E um destes debates é sobre o teatro que envolve o mundo dos negócios.
Em um dos programas, o entrevistado tem menos de 25 anos e, curiosamente, tem opinião formada sobre tudo. Ao ser perguntado onde se vê daqui a 5 anos, responde com convicção que quer ser diretor (de uma empresa onde ele nem trabalha ainda). Outro candidato-entrevistado diz que tem o hábito de ler e que se manter informado é fundamental em sua área, mas ao ser perguntado sobre o conceito de bounderless carreer ou sobre qual é o livro mais importante de Tom Peters, não soube responder, sequer chutar. Chamei esse mis-en-scène de teatro? Circo talvez fosse uma palavra melhor.
E quando você lê mantras e gurus que dizem que o mundo atual é diferente, que o funcionário é senhor de suas escolhas, que as empresas valorizam cada vez mais o capital humano ou que empregadores estão interessados em sua qualidade de vida ou carreira?
Uma história fresquinha: um funcionário de uma multinacional foi promovido a gerente. Aparentemente a promoção demorou para chegar e ele, que já estava mexendo seus pauzinhos, pediu demissão e foi trabalhar em outra multinacional, fornecedora de seu antigo empregador. O diretor que o promoveu descobriu qual era esta nova empresa e ligou para o seu presidente, exigindo que o funcionário fosse demitido, o que aconteceu de imediato.
Cada ambiente tem suas regras, sem dúvida. Frente a um estereótipo de executivo e um candidato cabeludo e tatuado, é natural que o candidato de terno seja escolhido, salvo em casos onde a competência do candidato alternativo seja maior a ponto de anular a concorrência (ou em empresas que atuam em mercados "alternativos"). Discriminação? Talvez. Burrice? Talvez. Mas sem dúvidas, um exemplo simples e claro de uma regra corporativa.
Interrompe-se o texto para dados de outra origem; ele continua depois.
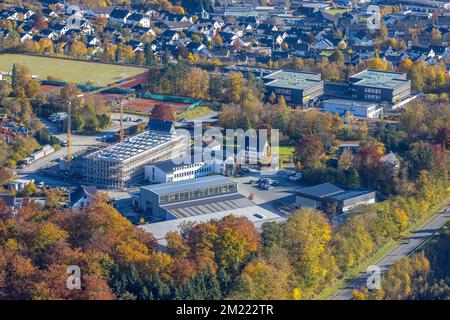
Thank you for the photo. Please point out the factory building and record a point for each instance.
(122, 165)
(297, 88)
(380, 86)
(181, 199)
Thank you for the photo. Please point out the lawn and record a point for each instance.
(69, 70)
(194, 112)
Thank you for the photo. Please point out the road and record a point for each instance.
(416, 239)
(80, 143)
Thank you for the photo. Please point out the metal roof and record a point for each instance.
(380, 79)
(252, 213)
(322, 190)
(207, 206)
(190, 184)
(133, 146)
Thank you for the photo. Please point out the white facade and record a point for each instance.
(356, 108)
(170, 171)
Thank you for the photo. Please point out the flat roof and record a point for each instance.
(322, 190)
(351, 103)
(332, 191)
(160, 229)
(190, 184)
(133, 146)
(380, 79)
(206, 206)
(293, 79)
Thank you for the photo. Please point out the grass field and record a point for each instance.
(285, 153)
(69, 70)
(194, 112)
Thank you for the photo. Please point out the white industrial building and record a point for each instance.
(353, 107)
(188, 168)
(122, 165)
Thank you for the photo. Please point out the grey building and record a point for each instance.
(327, 194)
(175, 200)
(122, 165)
(297, 88)
(380, 86)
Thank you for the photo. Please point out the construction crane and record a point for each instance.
(69, 116)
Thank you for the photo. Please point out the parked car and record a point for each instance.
(296, 176)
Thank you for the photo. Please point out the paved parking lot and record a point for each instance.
(269, 199)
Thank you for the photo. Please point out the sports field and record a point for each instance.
(70, 70)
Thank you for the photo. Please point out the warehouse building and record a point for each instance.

O ponto incômodo é a falta de limites, comum sempre que este mundo é retratado. Você me diz um monte de besteiras e jura fidelidade e eu finjo que acredito. Enquanto publicações celebram a nova era do emprego onde todos têm voz, temos um diretor rancoroso que atropela a ética apenas para se vingar de um ex-funcionário (sem pensar no impacto que esta demissão terá na vida deste ex-funcionário e de seus familiares).
Não espero que empresas e funcionários vivam em uma harmonia inabalável, que papai-noel seja o presidente e a cegonha, a diretora de RH. Mas tenho certeza que um pouco menos de hipocrisia daria mais dignidade aos funcionários e resultados às empresas. Exemplos há, pena que poucos.